III. Selim, devleti kurtaracak bir çare olarak Nizâm-ı Cedid reformlarını uygulamaya koymuştu. Ancak Nizâm-ı Cedid’in finansmanı için yeni vergilerin ihdas edilmesi, padişaha karşı olumsuz bir havanın oluşmasına zemin hazırladı. Başta yeniçeriler olmak üzere eski sistemden nemalanan ve Nizâm-ı Cedid’in başarısını kendi sonları olarak gören çeşitli gruplar, halkın hoşnutsuzluğunu padişah aleyhtarı bir kampanyaya dönüştürdüler.

Nizâm-ı Cedid ordusu Sadrazam İbrahim Hilmi Paşa komutasında Ruslar’la savaşmak için Rumeli’ye hareket etmiş; hatta Ruslar’la yapılan ilk çatışmalarda başarılı da olunmuştu. Ancak ordunun İstanbul’dan ayrılması ile meydan muhaliflere kalmıştı. III. Selim de büyük hatalar yapmaktaydı.

Nizâm-ı Cedid aleyhtarı olan Ataullah Efendi’yi şeyhülislâm yaptığı gibi, el altından Şehzâde Mustafa ile anlaşan Köse Mustafa Paşa’yı da sadâret kaymakamlığına getirmişti. Bu iki kişiden cesaret alan Nizâm-ı Cedid aleyhtarları her yerde padişahın aleyhine propaganda yapıyorlardı.

Camilerde bazı vaizler ''Askere pantolon ve ceket giydiren padişaha Allah’ın yardım etmeyeceğini'' söylerken, dönemin önde gelen devlet adamlarından Tayyar Paşa da ''Askerin kâfir elbisesi giydiğini, bunu emreden padişahın dine ve halka ihanet ettiğini'' belirterek askeri ve halkı padişaha karşı tahrik ediyordu. Hatta Fransız Elçisi Sebastiyani de, yeniçerilere, ''Nizâm-ı Cedid’den maksadın yeniçeri ocağını kaldırıp, maaşlarına konmak'' olduğunu belirterek, onları kışkırtıyordu.
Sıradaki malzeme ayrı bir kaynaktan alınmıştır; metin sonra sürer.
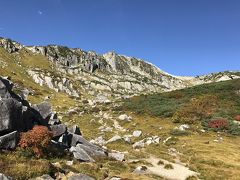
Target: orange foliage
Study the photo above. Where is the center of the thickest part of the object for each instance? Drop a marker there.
(36, 139)
(237, 118)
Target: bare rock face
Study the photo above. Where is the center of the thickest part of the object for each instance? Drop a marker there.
(10, 115)
(5, 88)
(9, 141)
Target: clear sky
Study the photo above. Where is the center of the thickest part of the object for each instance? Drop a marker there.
(182, 37)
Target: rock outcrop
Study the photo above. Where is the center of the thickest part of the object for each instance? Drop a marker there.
(16, 116)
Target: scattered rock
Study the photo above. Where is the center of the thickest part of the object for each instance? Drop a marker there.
(125, 117)
(137, 133)
(141, 170)
(69, 163)
(10, 115)
(183, 127)
(44, 108)
(43, 177)
(74, 176)
(9, 141)
(75, 130)
(81, 154)
(119, 156)
(4, 177)
(114, 138)
(58, 130)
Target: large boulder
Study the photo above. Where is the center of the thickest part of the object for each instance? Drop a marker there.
(5, 88)
(45, 109)
(58, 130)
(4, 177)
(10, 115)
(75, 130)
(9, 141)
(81, 154)
(80, 177)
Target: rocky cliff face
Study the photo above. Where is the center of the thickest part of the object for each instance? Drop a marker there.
(79, 72)
(83, 71)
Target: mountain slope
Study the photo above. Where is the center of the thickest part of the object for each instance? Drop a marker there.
(78, 72)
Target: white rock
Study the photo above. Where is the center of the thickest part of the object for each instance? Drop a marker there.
(114, 138)
(137, 133)
(125, 117)
(183, 127)
(139, 144)
(119, 156)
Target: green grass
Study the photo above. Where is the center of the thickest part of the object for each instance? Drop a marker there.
(166, 104)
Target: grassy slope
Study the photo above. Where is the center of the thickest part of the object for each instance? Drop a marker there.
(212, 159)
(166, 104)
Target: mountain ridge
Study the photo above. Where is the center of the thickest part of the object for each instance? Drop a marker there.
(109, 72)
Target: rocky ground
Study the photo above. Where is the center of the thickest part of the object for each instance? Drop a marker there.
(80, 96)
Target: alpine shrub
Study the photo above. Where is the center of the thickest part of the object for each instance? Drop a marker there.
(37, 140)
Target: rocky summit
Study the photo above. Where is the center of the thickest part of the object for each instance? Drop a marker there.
(76, 72)
(66, 113)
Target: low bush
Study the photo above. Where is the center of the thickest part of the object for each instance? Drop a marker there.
(218, 124)
(237, 118)
(36, 140)
(198, 108)
(177, 132)
(168, 166)
(221, 124)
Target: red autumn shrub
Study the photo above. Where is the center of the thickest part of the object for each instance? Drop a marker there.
(37, 140)
(237, 118)
(218, 124)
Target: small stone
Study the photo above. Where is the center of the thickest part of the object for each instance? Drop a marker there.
(117, 155)
(137, 133)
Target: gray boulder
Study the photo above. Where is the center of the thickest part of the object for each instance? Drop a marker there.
(43, 177)
(77, 139)
(58, 130)
(93, 151)
(74, 130)
(4, 177)
(9, 141)
(10, 115)
(44, 108)
(80, 177)
(81, 154)
(5, 88)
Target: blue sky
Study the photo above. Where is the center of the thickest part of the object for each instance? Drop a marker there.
(182, 37)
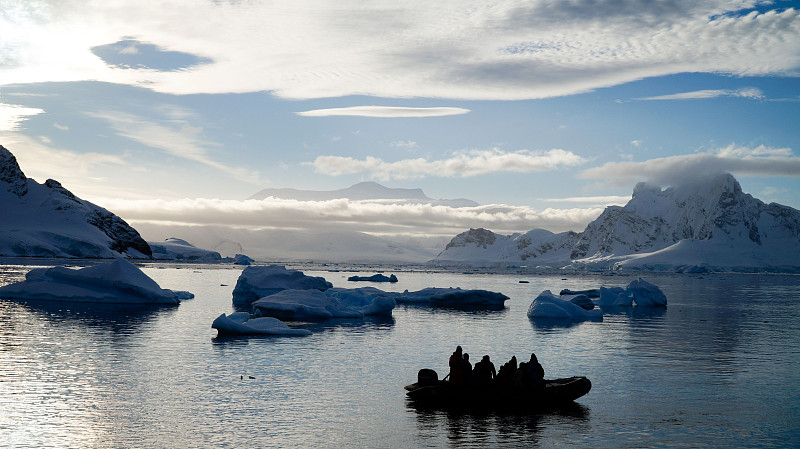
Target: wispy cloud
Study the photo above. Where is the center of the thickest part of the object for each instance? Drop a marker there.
(175, 136)
(747, 92)
(460, 164)
(370, 217)
(11, 116)
(384, 112)
(398, 49)
(737, 160)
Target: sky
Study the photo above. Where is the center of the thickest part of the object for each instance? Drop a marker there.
(542, 111)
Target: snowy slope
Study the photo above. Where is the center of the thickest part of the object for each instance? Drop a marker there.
(179, 249)
(47, 220)
(710, 224)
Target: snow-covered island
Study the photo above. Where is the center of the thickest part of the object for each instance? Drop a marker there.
(548, 305)
(708, 225)
(241, 323)
(47, 220)
(179, 249)
(579, 306)
(452, 297)
(115, 282)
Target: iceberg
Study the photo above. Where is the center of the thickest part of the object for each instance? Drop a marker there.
(303, 305)
(241, 259)
(548, 305)
(241, 323)
(259, 281)
(452, 297)
(374, 278)
(116, 282)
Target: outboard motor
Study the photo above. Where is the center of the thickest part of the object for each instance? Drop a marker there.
(427, 377)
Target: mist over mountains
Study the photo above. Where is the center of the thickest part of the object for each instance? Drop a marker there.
(706, 225)
(363, 191)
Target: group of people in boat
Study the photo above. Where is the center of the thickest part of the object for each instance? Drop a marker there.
(528, 374)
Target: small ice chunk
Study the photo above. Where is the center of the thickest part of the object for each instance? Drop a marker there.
(646, 294)
(303, 305)
(368, 300)
(116, 282)
(548, 305)
(259, 281)
(240, 323)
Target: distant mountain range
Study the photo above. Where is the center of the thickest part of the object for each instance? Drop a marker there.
(47, 220)
(709, 225)
(363, 191)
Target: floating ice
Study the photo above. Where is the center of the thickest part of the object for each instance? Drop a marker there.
(241, 259)
(450, 297)
(374, 278)
(240, 323)
(548, 305)
(646, 294)
(303, 305)
(117, 282)
(260, 281)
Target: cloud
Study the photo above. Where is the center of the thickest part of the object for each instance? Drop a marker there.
(40, 161)
(344, 214)
(746, 92)
(461, 164)
(400, 48)
(384, 112)
(737, 160)
(175, 136)
(11, 116)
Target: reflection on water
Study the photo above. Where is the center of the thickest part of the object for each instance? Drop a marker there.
(486, 428)
(703, 372)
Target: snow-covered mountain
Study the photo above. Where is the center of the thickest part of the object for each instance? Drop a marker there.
(47, 220)
(709, 224)
(363, 191)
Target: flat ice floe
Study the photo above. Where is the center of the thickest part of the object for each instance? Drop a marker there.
(548, 305)
(316, 305)
(241, 323)
(452, 297)
(116, 282)
(259, 281)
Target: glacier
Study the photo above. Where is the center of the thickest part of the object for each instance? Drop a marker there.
(47, 220)
(706, 225)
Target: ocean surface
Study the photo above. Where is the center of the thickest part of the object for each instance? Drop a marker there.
(719, 367)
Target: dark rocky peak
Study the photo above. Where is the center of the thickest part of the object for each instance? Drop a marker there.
(479, 237)
(11, 175)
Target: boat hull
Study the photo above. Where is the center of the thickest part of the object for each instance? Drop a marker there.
(555, 392)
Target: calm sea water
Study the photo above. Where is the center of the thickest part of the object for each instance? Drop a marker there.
(719, 367)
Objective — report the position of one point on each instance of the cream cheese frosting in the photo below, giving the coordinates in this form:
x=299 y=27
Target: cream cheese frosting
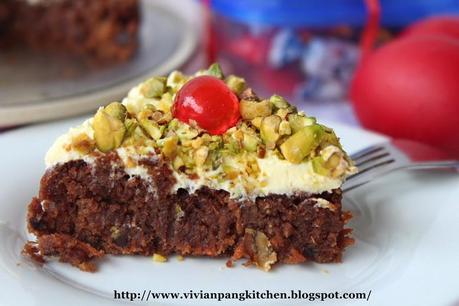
x=254 y=176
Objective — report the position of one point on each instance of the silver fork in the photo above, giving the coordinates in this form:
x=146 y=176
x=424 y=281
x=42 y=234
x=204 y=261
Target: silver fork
x=381 y=159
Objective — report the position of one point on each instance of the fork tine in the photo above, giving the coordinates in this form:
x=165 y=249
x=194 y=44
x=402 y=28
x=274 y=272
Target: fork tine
x=366 y=152
x=370 y=158
x=367 y=174
x=372 y=167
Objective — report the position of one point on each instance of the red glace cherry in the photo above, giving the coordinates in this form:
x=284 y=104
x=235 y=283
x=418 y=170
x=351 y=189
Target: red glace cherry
x=208 y=101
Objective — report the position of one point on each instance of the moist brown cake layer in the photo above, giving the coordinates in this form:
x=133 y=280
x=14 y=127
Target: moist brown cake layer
x=102 y=30
x=98 y=209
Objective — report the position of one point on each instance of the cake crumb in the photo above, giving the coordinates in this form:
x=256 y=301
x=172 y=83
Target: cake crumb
x=159 y=258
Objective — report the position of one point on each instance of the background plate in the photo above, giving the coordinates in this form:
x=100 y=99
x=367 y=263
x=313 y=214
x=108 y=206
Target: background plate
x=405 y=225
x=35 y=88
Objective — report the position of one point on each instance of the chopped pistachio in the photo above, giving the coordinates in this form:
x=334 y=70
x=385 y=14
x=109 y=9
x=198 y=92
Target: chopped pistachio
x=200 y=155
x=216 y=71
x=116 y=110
x=318 y=165
x=159 y=258
x=178 y=163
x=83 y=144
x=283 y=113
x=131 y=125
x=269 y=130
x=230 y=172
x=257 y=122
x=279 y=101
x=250 y=142
x=284 y=128
x=165 y=103
x=152 y=128
x=302 y=143
x=249 y=94
x=153 y=87
x=236 y=84
x=265 y=256
x=252 y=109
x=297 y=122
x=175 y=80
x=170 y=147
x=109 y=131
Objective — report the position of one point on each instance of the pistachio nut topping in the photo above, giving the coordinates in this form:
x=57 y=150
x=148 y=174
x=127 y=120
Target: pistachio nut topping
x=272 y=148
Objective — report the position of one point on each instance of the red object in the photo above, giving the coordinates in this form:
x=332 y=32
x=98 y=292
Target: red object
x=409 y=89
x=208 y=101
x=440 y=25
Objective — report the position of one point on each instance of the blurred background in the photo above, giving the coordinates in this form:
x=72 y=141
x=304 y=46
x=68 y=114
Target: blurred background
x=387 y=65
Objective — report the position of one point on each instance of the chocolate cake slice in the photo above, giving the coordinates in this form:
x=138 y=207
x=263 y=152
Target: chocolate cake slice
x=197 y=166
x=102 y=31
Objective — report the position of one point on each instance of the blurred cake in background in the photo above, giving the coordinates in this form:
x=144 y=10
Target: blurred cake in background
x=101 y=31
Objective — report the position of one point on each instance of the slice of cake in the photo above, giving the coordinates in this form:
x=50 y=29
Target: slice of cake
x=194 y=165
x=103 y=31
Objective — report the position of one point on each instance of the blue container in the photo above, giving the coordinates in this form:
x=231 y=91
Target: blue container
x=323 y=13
x=305 y=49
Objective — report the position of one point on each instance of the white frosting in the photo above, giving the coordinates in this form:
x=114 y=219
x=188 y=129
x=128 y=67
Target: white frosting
x=276 y=176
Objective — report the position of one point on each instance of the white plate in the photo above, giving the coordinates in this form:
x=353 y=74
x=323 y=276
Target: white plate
x=35 y=87
x=405 y=225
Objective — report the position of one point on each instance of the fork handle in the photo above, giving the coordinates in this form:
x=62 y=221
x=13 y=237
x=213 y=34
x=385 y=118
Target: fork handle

Sadaret kaymakamı ve şeyhülislam ordunun İstanbul’da bulunmamasından istifade ederek Nizâm-ı Cedid’i ortadan kaldırmak için son hamleyi tasarlamaya başlamışlardı. Trabzon’dan getirilen 2.000 asker Karadeniz Boğazı’nda bulunan kalelerdeki muhafız yamaklarına ilave olunmuş ve burada bulunan Nizam-ı Cedid askeri ile kaynaştırılmak istenmişti. Sadaret Kaymakamı Musa Paşa bunları, ''Sizler de yeniçeri sayılırsınız. Frenk kılığına girmiş askerle niye konuşuyorsunuz. Size de Nizâm-ı Cedid elbisesi giydirecekler, giymezseniz kovulacaksınız'' diye haberler göndererek, onları tahrik edince Nizâm-ı Cedid askeri ile yamaklar arasında kavgalar başladı.

Köse Mustafa Paşa hadiselerin daha da büyümesi için Boğaz Nazırı Mahmud Raif’e yamaklara da Nizâm-ı Cedid elbisesi giydirilmesini emretti. Bunu haber alan yamaklar isyan ederek, Mahmud Raif ve bazı komutanları öldürdüler. Köse Mustafa Paşa, hadisenin önemli olmadığını belirterek padişahı oyaladı. Ertesi gün, Kabakçı Mustafa’yı kendilerine reis seçen yamaklar İstanbul’a doğru hareket ettiler. Ancak Nizâm-ı Cedid askerinden çekiniyorlardı. Köse Mustafa Paşa, Nizâm-ı Cedid askerine kışlalarından çıkmama emrini vererek yamakların hareket sahasını genişletti.

Padişaha da yamakların hareketlerinden pişman olduklarını, ancak Nizâm-ı Cedid askeri Boğaz’da bulundukça kendilerini emniyette hissetmediklerini söyledi. Musa Paşa’nın bu sözlerine inanarak büyük bir hata işleyen III. Selim askerlerin Levent ve Selimiye’deki kışlalarına çekilmeleri emrini verdi. Bu sırada yamakların içerisine karışan emrini verdi. Bu sırada yamakların içerisine karışan Şehzâde Mustafa taraftarları, onları kışkırtmaya devam ediyorlardı. Diğer askerî grupların ve ahalinin de katılımıyla asilerin sayısı arttı.